La “Casa Pia dei Poveri Mendicanti” fu inaugurata il 16 maggio 1682; l’ente veniva sovvenzionato sia dal Gran Duca di Toscana che dai più facoltosi mercanti della città. Le due Case erano dirette da una Congregazione di dodici governatori che si occupavano sia dell’amministrazione che dell’ammissione e licenziamento dei poveri.
I Governatori erano nominati dal Prefetto, rimanevano in carica per quattro anni e potevano essere riconfermati. La Congregazione eleggeva al suo interno un presidente che aveva il compito di convocare le adunanze della Congregazione, di rappresentare l’Opera Pia e assicurava l’osservanza dello Statuto e dei Regolamenti.
Nei primi anni di vita della Fondazione vi era una maggiore presenza femminile e addirittura per alcuni anni i maschi non furono più ricoverati. Nel 1750, però, il governatore di Livorno Carlo Ginori (1702-1757) promosse la costruzione di un edificio per accogliervi esclusivamente i ragazzi: lo stabile venne inaugurato nel gennaio 1751 e prese il nome di “Refugio”. Il Marchese Ginori, inoltre, ottenne che, in base ad un editto della Marina Austriaca del 1748, fosse fatto obbligo ai capitani di navi facenti scalo a Livorno di imbarcare uno o più allievi delle “Case Pie delle povere mendicanti e del Refugio” e di corrispondere all’Ente una tassa annua.

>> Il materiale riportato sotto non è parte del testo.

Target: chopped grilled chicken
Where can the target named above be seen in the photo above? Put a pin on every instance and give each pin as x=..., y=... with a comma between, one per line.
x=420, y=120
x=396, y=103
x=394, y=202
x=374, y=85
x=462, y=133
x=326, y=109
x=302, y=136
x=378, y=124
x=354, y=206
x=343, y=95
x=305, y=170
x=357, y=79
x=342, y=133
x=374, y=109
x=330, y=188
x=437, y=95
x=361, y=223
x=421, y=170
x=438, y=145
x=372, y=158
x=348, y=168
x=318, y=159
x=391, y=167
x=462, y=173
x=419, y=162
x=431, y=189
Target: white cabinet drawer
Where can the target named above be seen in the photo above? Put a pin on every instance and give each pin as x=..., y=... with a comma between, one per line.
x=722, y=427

Il 13 marzo 1867 la Fondazione fu eretta a Ente Morale, conservando il nome di “Case Pie”.
La seconda guerra mondiale produsse grandissimi danni al patrimonio immobiliare delle Case Pie e negli anni successivi al conflitto cominciarono le prime difficoltà economiche dell’Ente: diminuirono le sovvenzioni governative e le offerte di privati si fecero sempre più rare, cominciò a diminuire il numero degli allievi paganti e la rendita netta del patrimonio immobiliare divenne sempre più bassa, sia per i gravissimi danni che questi avevano subito durante la seconda guerra mondiale, sia per il fatto che gli inquilini avevano in massima parte il fitto bloccato.
Nel 1958 la Fondazione dette vita ad un Istituto dove i ragazzi che frequentavano le scuole pubbliche potevano ricevere vitto, alloggio, educazione morale e religiosa; la preferenza era accordata a coloro che, volendo avviarsi alla carriera marinara, frequentavano l’istituto nautico “Alfredo Cappellini”. Questo istituto fu denominato Marco Alessandro Dal Borro. Undici anni più tardi, più precisamente il 13 maggio 1969, la stessa Fondazione Case Pie prese il nome di Fondazione Dal Borro.
La situazione economica peggiorò nel corso degli anni sessanta e nel 1969 la Congregazione dei Governatori, vista l’impossibilità di dare un equilibrio tra le entrate e le uscite finanziarie, deliberò di rassegnare collettivamente le dimissioni dalla carica. Il prefetto di Livorno, allora, provvide alla nomina di un Commissario straordinario che, con la delibera del 30 luglio 1970, decideva la chiusura della attività assistenziale a decorrere dal 1 ottobre 1970, giudicando ormai irreversibile la crisi economico finanziaria dell’ente. Dal 1970 il comune continuò a mantenere una gestione commissariale dell’Ente che garantiva la manutenzione ordinaria e straordinaria del patrimonio immobiliare e che provvedeva all’ordinaria amministrazione.
Nel 1997 il Comune di Livorno, si pronunciava per l’avvio della procedura di estinzione della Dal Borro, che si concluse il 26 novembre 1999 con una delibera che ne sanciva la cessazione acquisendone il patrimonio ed il 4 luglio 2001 la documentazione archivistica dalla sede dell’Istituto di via Spalato veniva trasferita nell’archivio storico comunale.
Nei fondi archivistici acquisti con l’estinzione della fondazione dal Borro, pezzo di indubbio valore è il libro dell’archeologo Robert Wood (1717-1771) The ruins of Palmyra; otherwise Tedmor in the desart nella prima edizione del 1753, che descrive il sito archeologico di Palmira in Asia minore e da cui sono tratte le immagini qui pubblicate.